An dieser Stelle müssten jetzt eigentlich Tipps kommen, wie man trotz vielem anderem im Leben doch noch zum Schreiben kommt, und wie man Schreibblockaden überwindet. 

 

Kommen aber nicht. 

 

Ich habe viel Zeit zum Schreiben.

Ich könnte es ständig tun!

Tue es aber nicht. 

Für mich ist es ganz einfach: Habe ich jetzt Lust zu schreiben? 

Ja! 

Nun, dann schreibe ich. 

Nein! 

Nun, dann tue ich etwas anderes. 

 

Wenn es ein „Ja“ ist, kann ich die bewusste Wahl treffen zu schreiben. 

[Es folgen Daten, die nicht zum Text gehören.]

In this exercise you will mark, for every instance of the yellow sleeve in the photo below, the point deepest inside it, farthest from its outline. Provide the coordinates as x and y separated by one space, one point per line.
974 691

Ich entscheide dann, mir die Zeit zu nehmen, ohne ABER. Mir Zeit zu nehmen jetzt, heute, nicht nächste Woche oder irgendwann mal. Dies ist JETZT meine Priorität, meine Wahl, meine Entscheidung, weil ich Lust drauf habe, weil da etwas in Bewegung kommen will, nicht weil ich es muss. 

 

Bewusst wähle ich, aus der Flut von möglichen Ablenkungen durch andere Menschen, Arbeit, Termine, Bücher, Filme, Social Media, Musik, etc., auszusteigen, einen tiefen Atemzug zu nehmen und einfach zu beginnen zu schreiben. 

 

Das kann überall sein. Und ich habe festgestellt, dass sich durch die bewusste Wahl meines eigenen Raumes oftmals vieles da draußen von selbst erledigt. Ich schließe innerlich die Tür zur Welt da draußen und öffne die Tür zur Welt da drinnen. Seit ich weiß, habe ich dieses Bild im Kopf von Alice, die durch den Kaninchenbau hinabsaust, in einem Raum landet, von dem mehrere Türen abgehen, durch die sie dann in eine andere Welt, das Wunderland, tritt. Diesen Raum zu betreten, ist wichtig für mich, essentiell. Es macht mir Spaß und Freude, ich fühle mich gut dabei. 

 

Oftmals spielt es gar keine Rolle, dass dabei etwas herauskommt, das ich „gebrauchen kann“. Ganz im Gegenteil, wenn ich mir zum Beispiel vornehme, am Samstag einen neuen Blogartikel zu schreiben oder an einem bestimmten Projekt zu arbeiten, wird da meistens nichts draus. Der neue Text entsteht eher nebenher, so wie jetzt, an einem Freitagabend bei einem Glas Rotwein, da ich mich gerade nicht entscheiden kann, welchen Film ich mir anschauen möchte. Ich fange an etwas zu schreiben, es wird immer mehr, es gefällt mir, es fühlt sich neu an, ich bin neugierig, was daraus wird und plötzlich sind zwei Stunden um und ich bin glücklich. 

So einfach geht Glück?

 

Es ist eben so, jeder Text wird Satz für Satz geschrieben, um nicht zu sagen, Wort für Wort. 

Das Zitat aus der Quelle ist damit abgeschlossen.